Il furto è avvenuto in piena notte e ha lasciato i titolari della pasticceria "Filippi e Gardumi" di stucco: "Siamo amareggiati. La statua della formica Fabiana portava un sorriso ai bambini e ormai da anni 'accoglieva' i clienti all'ingresso del negozio. Poco fa abbiamo ricevuto una segnalazione: speriamo si tratti della nostra statua"

TRENTO. Quando il pasticcere Marco è arrivato all'alba di oggi, 14 giugno, nella pasticceria Filippi e Gardumi di Trento per preparare brioche e strudel, ha scoperto un qualcosa di inaspettato: "Durante la notte qualcuno ha ben pensato di rubarci la nostra amata formica Fabiana, una statua realizzata da Fabio Vettori che 'accoglieva' i clienti all'ingresso del nostro negozio ormai da tempo", anticipa Elisabetta a Il Dolomiti.
"Era con noi da anni - racconta ancora -. L'avevamo commissionata a Fabio Vettori che l'aveva realizzata e poi ancora restaurata nel 2021. Quando ieri abbiamo chiuso come di consueto alle 19, la formica Fabiana era ancora all'esterno della nostra pasticceria e là è rimasta almeno fino alle 21, quando l'ultima persona presente nel locale è uscita", riporta.

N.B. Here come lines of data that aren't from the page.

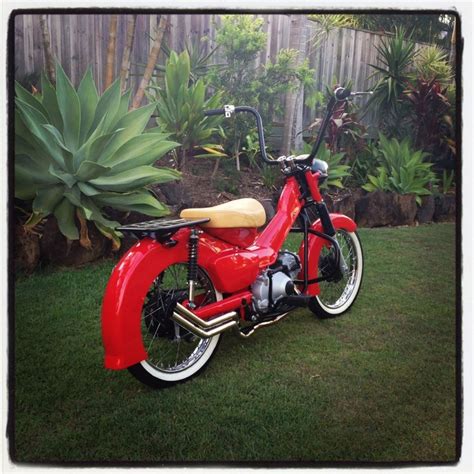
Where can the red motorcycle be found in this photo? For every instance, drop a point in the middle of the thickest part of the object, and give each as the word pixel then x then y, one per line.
pixel 188 280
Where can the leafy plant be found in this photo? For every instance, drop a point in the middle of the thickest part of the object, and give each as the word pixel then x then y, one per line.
pixel 344 130
pixel 402 169
pixel 77 152
pixel 431 64
pixel 396 55
pixel 328 22
pixel 432 123
pixel 363 164
pixel 199 59
pixel 180 108
pixel 240 39
pixel 447 182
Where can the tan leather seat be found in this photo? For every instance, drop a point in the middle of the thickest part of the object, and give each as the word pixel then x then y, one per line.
pixel 239 213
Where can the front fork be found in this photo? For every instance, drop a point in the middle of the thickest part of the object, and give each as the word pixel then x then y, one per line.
pixel 328 234
pixel 192 265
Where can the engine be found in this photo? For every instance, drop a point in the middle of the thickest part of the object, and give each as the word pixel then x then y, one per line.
pixel 277 279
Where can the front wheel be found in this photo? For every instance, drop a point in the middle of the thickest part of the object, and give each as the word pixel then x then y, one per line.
pixel 338 294
pixel 174 354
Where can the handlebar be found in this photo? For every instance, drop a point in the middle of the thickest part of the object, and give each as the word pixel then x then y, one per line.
pixel 340 94
pixel 228 110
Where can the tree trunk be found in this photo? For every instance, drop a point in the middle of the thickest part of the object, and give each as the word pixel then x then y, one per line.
pixel 110 61
pixel 48 55
pixel 152 58
pixel 125 68
pixel 292 106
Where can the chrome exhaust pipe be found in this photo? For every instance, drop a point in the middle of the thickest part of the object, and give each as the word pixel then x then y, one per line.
pixel 201 328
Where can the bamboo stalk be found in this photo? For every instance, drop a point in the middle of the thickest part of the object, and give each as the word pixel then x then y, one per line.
pixel 110 61
pixel 125 69
pixel 152 58
pixel 48 55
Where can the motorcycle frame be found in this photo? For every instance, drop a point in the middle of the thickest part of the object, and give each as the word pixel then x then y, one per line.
pixel 133 275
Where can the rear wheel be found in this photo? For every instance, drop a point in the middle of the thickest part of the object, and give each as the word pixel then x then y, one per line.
pixel 339 293
pixel 174 354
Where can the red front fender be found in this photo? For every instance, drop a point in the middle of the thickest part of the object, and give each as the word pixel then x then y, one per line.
pixel 230 269
pixel 339 221
pixel 124 297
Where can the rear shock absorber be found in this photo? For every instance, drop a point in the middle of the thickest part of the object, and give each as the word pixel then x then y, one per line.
pixel 192 264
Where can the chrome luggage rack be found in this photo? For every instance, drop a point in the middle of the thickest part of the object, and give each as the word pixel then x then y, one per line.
pixel 159 229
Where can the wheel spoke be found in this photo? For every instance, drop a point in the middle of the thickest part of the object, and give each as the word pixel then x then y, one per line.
pixel 334 295
pixel 170 347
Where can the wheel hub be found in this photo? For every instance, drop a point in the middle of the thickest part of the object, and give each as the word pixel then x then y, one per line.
pixel 329 268
pixel 158 312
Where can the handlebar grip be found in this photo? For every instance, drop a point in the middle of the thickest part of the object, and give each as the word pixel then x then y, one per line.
pixel 341 93
pixel 211 112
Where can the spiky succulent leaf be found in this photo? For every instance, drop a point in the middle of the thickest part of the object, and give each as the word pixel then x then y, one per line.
pixel 77 153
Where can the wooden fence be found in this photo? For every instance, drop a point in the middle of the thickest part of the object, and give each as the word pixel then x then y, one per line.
pixel 79 40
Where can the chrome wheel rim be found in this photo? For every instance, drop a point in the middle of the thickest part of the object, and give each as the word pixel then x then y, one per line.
pixel 170 347
pixel 336 295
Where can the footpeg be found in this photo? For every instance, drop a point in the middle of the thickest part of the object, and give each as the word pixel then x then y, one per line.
pixel 300 301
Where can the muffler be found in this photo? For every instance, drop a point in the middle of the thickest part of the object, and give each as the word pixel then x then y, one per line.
pixel 201 328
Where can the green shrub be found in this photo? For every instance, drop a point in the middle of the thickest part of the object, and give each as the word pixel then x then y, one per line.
pixel 181 104
pixel 402 169
pixel 447 182
pixel 431 64
pixel 396 55
pixel 77 152
pixel 240 39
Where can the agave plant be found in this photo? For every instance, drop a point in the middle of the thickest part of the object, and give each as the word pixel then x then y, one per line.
pixel 402 169
pixel 77 153
pixel 180 107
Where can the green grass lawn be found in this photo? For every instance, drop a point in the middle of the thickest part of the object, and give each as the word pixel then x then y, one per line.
pixel 377 384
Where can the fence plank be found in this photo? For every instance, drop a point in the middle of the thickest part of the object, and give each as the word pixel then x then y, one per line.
pixel 80 40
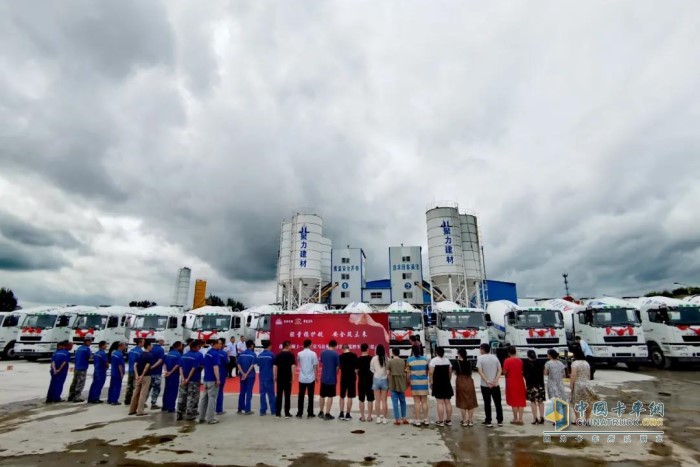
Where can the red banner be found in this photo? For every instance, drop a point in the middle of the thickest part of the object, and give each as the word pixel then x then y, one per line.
pixel 353 329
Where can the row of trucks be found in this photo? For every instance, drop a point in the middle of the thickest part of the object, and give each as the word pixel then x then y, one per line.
pixel 34 333
pixel 663 330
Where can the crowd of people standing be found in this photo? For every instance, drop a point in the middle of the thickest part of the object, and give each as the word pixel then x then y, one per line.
pixel 189 367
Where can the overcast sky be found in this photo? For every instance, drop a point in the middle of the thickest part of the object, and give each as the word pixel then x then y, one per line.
pixel 138 136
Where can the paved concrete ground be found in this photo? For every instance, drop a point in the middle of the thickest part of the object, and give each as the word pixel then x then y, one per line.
pixel 61 434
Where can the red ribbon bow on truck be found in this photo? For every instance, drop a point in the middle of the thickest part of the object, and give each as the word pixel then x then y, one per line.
pixel 542 332
pixel 464 333
pixel 205 336
pixel 629 330
pixel 685 328
pixel 84 332
pixel 400 337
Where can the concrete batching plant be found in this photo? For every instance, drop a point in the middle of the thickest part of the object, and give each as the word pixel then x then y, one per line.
pixel 304 264
pixel 454 255
pixel 182 287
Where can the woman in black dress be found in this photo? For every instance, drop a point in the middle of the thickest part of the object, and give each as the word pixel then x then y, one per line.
pixel 440 375
pixel 534 381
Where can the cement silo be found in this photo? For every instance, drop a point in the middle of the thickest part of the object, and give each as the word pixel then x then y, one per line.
pixel 304 259
pixel 325 260
pixel 471 252
pixel 182 287
pixel 200 294
pixel 454 254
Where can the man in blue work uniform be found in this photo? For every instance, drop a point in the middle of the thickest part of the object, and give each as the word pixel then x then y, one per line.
pixel 133 356
pixel 266 363
pixel 207 403
pixel 99 376
pixel 246 371
pixel 117 374
pixel 82 362
pixel 224 365
pixel 588 353
pixel 330 362
pixel 190 375
pixel 59 371
pixel 157 371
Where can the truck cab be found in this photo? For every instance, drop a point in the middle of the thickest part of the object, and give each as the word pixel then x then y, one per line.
pixel 672 330
pixel 458 327
pixel 258 321
pixel 157 322
pixel 43 328
pixel 404 321
pixel 10 323
pixel 214 322
pixel 102 324
pixel 526 328
pixel 613 330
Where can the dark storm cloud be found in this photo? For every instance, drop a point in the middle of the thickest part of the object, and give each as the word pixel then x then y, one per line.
pixel 64 122
pixel 14 258
pixel 22 232
pixel 570 128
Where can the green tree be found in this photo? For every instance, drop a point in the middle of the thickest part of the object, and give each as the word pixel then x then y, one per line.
pixel 213 300
pixel 8 301
pixel 235 304
pixel 142 303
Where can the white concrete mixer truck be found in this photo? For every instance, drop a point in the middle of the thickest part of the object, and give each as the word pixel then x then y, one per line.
pixel 672 330
pixel 526 328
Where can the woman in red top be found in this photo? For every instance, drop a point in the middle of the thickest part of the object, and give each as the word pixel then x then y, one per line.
pixel 515 386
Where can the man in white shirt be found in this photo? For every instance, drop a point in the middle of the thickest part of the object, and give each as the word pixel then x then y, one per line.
pixel 232 352
pixel 240 346
pixel 308 366
pixel 490 371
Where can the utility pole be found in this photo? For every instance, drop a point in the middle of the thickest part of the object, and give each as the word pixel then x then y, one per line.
pixel 566 283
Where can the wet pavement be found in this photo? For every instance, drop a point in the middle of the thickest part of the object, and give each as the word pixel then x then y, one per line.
pixel 32 433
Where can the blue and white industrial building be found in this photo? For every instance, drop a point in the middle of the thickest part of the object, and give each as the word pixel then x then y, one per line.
pixel 310 271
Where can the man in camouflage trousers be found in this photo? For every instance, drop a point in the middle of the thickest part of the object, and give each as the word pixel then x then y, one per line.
pixel 191 375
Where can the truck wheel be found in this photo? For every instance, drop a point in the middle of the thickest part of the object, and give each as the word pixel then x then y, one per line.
pixel 9 352
pixel 658 358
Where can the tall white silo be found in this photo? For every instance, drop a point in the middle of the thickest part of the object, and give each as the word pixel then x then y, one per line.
pixel 471 250
pixel 304 259
pixel 325 260
pixel 182 287
pixel 445 257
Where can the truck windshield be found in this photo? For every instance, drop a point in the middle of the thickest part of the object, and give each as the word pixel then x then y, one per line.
pixel 90 322
pixel 407 321
pixel 155 322
pixel 40 321
pixel 462 321
pixel 539 319
pixel 212 322
pixel 615 317
pixel 262 323
pixel 11 321
pixel 689 315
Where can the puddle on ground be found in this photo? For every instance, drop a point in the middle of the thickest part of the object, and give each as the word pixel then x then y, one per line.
pixel 99 452
pixel 315 459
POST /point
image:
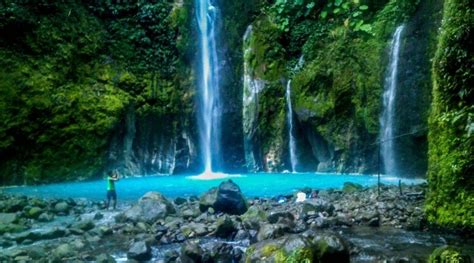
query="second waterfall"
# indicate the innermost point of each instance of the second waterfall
(208, 85)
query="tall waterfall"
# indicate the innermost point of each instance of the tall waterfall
(292, 141)
(209, 114)
(252, 87)
(387, 119)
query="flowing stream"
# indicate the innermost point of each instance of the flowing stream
(388, 115)
(209, 115)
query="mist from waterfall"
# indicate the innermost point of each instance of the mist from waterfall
(291, 141)
(252, 88)
(388, 115)
(209, 104)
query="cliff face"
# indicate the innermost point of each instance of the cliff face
(336, 57)
(88, 86)
(451, 138)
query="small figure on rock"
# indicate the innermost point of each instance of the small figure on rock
(111, 194)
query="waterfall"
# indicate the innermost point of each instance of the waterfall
(289, 116)
(387, 119)
(251, 89)
(209, 115)
(292, 142)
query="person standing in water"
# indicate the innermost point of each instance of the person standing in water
(111, 194)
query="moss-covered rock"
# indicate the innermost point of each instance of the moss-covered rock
(450, 199)
(447, 254)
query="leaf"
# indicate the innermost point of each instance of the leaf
(324, 14)
(356, 14)
(366, 28)
(346, 22)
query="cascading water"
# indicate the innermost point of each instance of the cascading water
(387, 119)
(209, 115)
(292, 141)
(252, 87)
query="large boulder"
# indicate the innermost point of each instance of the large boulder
(227, 198)
(292, 248)
(191, 252)
(330, 247)
(63, 252)
(321, 247)
(253, 218)
(140, 251)
(351, 187)
(7, 218)
(225, 227)
(151, 207)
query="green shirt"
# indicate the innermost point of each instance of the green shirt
(110, 184)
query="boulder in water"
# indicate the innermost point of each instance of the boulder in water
(225, 227)
(34, 212)
(351, 187)
(61, 207)
(64, 251)
(151, 207)
(227, 198)
(330, 247)
(292, 248)
(140, 251)
(191, 252)
(253, 218)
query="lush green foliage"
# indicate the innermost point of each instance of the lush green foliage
(447, 254)
(69, 70)
(451, 136)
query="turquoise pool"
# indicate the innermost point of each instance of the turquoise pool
(252, 185)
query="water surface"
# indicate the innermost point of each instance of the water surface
(252, 185)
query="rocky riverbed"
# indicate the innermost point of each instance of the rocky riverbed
(353, 224)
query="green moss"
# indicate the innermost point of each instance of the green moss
(450, 200)
(69, 74)
(303, 255)
(267, 57)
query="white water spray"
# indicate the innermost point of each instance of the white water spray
(209, 115)
(292, 141)
(387, 119)
(252, 87)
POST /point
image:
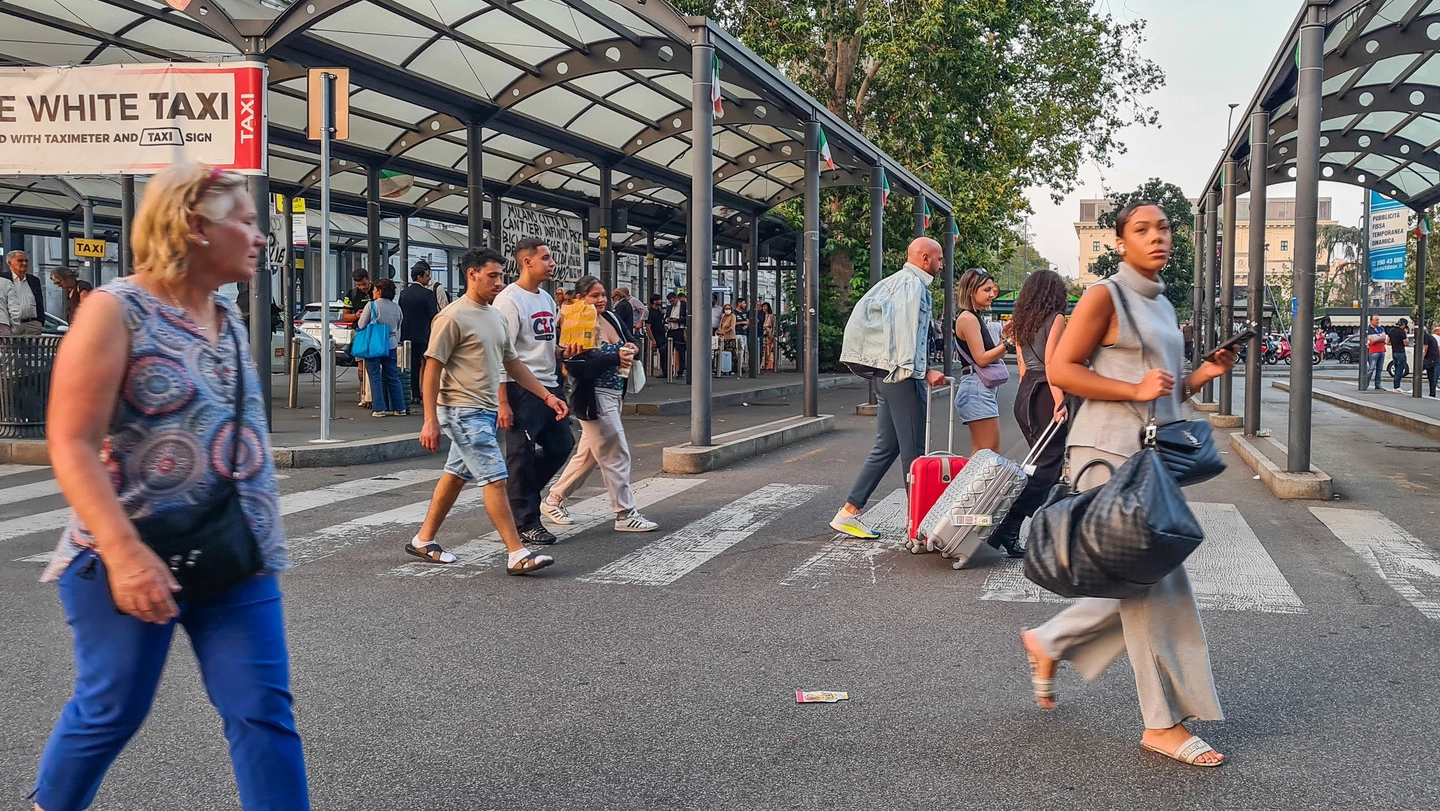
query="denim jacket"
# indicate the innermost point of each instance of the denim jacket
(890, 326)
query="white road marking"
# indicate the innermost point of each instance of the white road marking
(487, 550)
(1231, 571)
(683, 550)
(288, 504)
(854, 559)
(1403, 561)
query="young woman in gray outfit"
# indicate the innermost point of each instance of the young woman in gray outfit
(1102, 357)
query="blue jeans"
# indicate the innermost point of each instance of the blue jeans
(239, 641)
(385, 383)
(899, 432)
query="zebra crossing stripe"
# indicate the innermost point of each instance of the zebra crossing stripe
(487, 550)
(1231, 571)
(683, 550)
(288, 504)
(851, 559)
(1403, 561)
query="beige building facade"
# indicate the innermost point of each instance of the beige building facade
(1095, 239)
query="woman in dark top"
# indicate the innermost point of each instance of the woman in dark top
(1036, 327)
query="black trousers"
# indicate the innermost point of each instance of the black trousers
(536, 448)
(1034, 412)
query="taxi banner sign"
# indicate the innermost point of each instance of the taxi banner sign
(131, 118)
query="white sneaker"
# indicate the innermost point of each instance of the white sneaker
(635, 523)
(846, 523)
(555, 513)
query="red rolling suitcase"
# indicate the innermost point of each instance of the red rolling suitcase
(932, 473)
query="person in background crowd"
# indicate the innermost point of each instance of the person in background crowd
(887, 334)
(1398, 340)
(1036, 327)
(975, 404)
(1119, 365)
(352, 303)
(69, 284)
(655, 317)
(677, 321)
(771, 332)
(596, 402)
(389, 396)
(418, 308)
(9, 307)
(1432, 359)
(1375, 340)
(530, 316)
(28, 293)
(154, 365)
(470, 344)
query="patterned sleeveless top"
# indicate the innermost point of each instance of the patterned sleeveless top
(170, 437)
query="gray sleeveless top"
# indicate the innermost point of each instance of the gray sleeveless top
(1115, 427)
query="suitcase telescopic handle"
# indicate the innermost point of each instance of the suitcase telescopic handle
(929, 404)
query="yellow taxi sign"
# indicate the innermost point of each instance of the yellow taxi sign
(90, 248)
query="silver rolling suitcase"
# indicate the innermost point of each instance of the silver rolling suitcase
(978, 500)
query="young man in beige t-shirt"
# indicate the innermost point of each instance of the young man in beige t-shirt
(461, 391)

Un furto, quindi, "che dev'essere avvenuto in piena notte", scherzo di cattivo gusto che ha amareggiato non soltanto i proprietari dell'attività ma anche i tanti clienti e bambini "che ogni giorno passavano di qua anche solo per fare una carezza alla formica o che si sorprendevano quando la vedevano". Si tratta infatti di una statua abbastanza grande ma sopratutto pesante: "Chi l'ha presa deve averla trascinata (danneggiandola ndr) oppure deve avere avuto a disposizione un mezzo abbastanza capiente per caricarla e trasportarla altrove - fa notare Elisabetta -. Nella mia macchina, ad esempio, non ci sta".
A distanza di qualche ora dalla pubblicazione sui social di un post sulla pagina Facebook della "Filippi e Gardumi", per lanciare l'appello, è finalmente arrivata una segnalazione: "La formica è stata avvistata nel parco che sorge sulla strada che conduce al Villaggio del Fanciullo: non siamo ancora andati a vedere se si tratti della nostra, ma siamo quasi certi sia quella - commenta Elisabetta -. Non credo ce ne siano molte di formiche così in giro per Trento". La speranza è quindi quella che, "nonostante il brutto gesto", il tutto si possa concludere nel migliore dei modi: "Ci auguriamo non accada più".